Using a previously devised method for studying place cells in rats as they run mazes, the researchers put a handful of adult rodents through their paces down a straight, 48-meter (157 foot) track, during which their neural activity was recorded as they completed runs.
There are a few ways a sequence of messages passed down through a network might be modeled, depending on their physical proximity or the ways different cells match in response.
An analysis of the hierarchy of signals flickering across a network of place cells in the rats was best modeled by a type of geometry described as hyperbolic, which – ironically enough – isn’t the easiest geometry for our brains to picture.
Imagine, if you will, a typical office building with a boss at the top, sitting alone on a floor all to themself. The executives below the boss all have luxurious offices. Below them, middle managers squeeze into slightly smaller suites.
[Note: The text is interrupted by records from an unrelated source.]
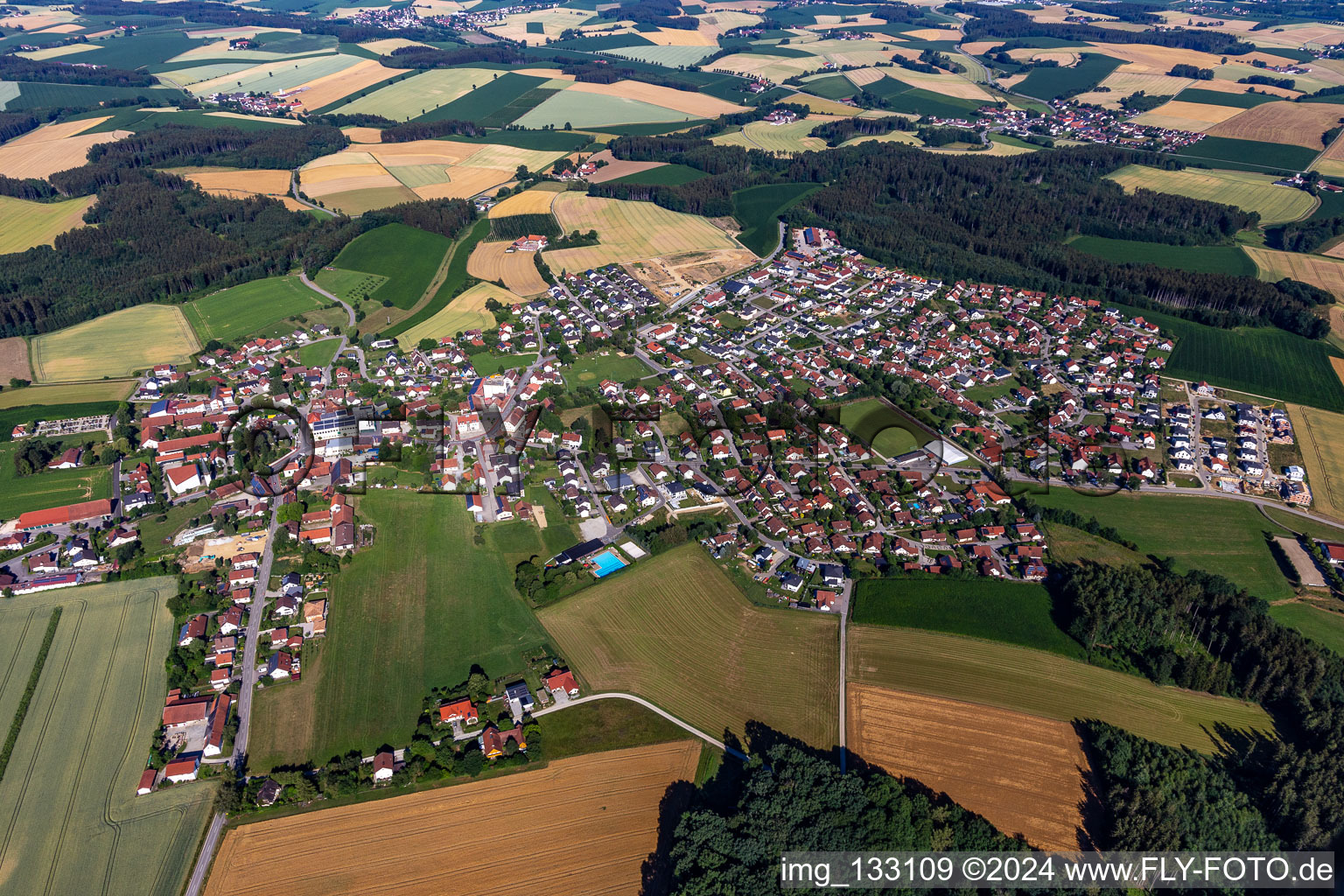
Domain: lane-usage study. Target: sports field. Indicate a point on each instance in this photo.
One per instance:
(1320, 434)
(402, 621)
(1246, 191)
(516, 270)
(675, 630)
(24, 225)
(1319, 625)
(1326, 273)
(50, 488)
(241, 311)
(1040, 684)
(631, 231)
(116, 344)
(69, 810)
(1178, 526)
(463, 313)
(406, 256)
(584, 823)
(1025, 774)
(67, 394)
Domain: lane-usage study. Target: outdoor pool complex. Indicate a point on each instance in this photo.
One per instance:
(606, 564)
Further down, a whole mass of workers crowd onto a floor full of cubicles.
This ‘linear’ hierarchy quickly runs out of room for each individual as you sink down through the floors and the additional departments add up.
However, an office tower constructed using hyperbolic geometry would have no problem accommodating new departments on the lower floors, which get exponentially larger, obeying a different set of rules on the angles intersecting lines form as they connect with different components.
While we can use the above example to represent a hyperbolic hierarchy in flat space, in a full dimensional reality, those triangles would all be the same size (yes, trying to imagine this will hurt your brain). So, if this were a piece of material, the outer ends would curve with their excess circumference, like a floppy hat.
Hyperbolic hierarchies use similar mathematics to describe the relationships between different points of activity in a cascade of operations, allowing for a more efficient way to detail distances and objects in our minds as we picture ourselves in a space.
Here, the researchers observed the math in how small fields of place cells were quickly established when the rats were introduced to a new space, growing into more complex fields according to a logarithmic expansion as time went on.
“Our study demonstrates that the brain does not always act in a linear manner. Instead, neural networks function along an expanding curve, which can be analyzed and understood using hyperbolic geometry and information theory,” says Sharpee.
Recent studies found olfactory systems in biology also follow a hyperbolic hierarchy, allowing animals to categorize smells in far more complex and varied ways than a linear way of grouping scents would.
The researchers behind the new study argue hyperbolic representations in our spatial awareness adapt better to the reorganization that comes with a growing mental map, relying only on the information close at hand. Localizing the body in space is also more accurate than if the map developed according to a linear model.
Measuring similar effects in humans could inform models on disease, especially in fields of neurology involved with memory and spatial awareness.
On a more poetic level, there’s a beauty in knowing the expansion of our mental Universe reflects the infinite expansion of our physical one. While all signs so far point to our Universe having a flat shape, there are models that speculate whether the total geometry of space-time might yet have a subtle curvature to it.
“You would think that hyperbolic geometry only applies on a cosmic scale, but that is not true,” says Sharpee.
“Our brains work much slower than the speed of light, which could be a reason that hyperbolic effects are observed on graspable spaces instead of astronomical ones. Next, we would like to learn more about how these dynamic hyperbolic representations in the brain grow, interact, and communicate with one another.”
This research was published in Nature Neuroscience.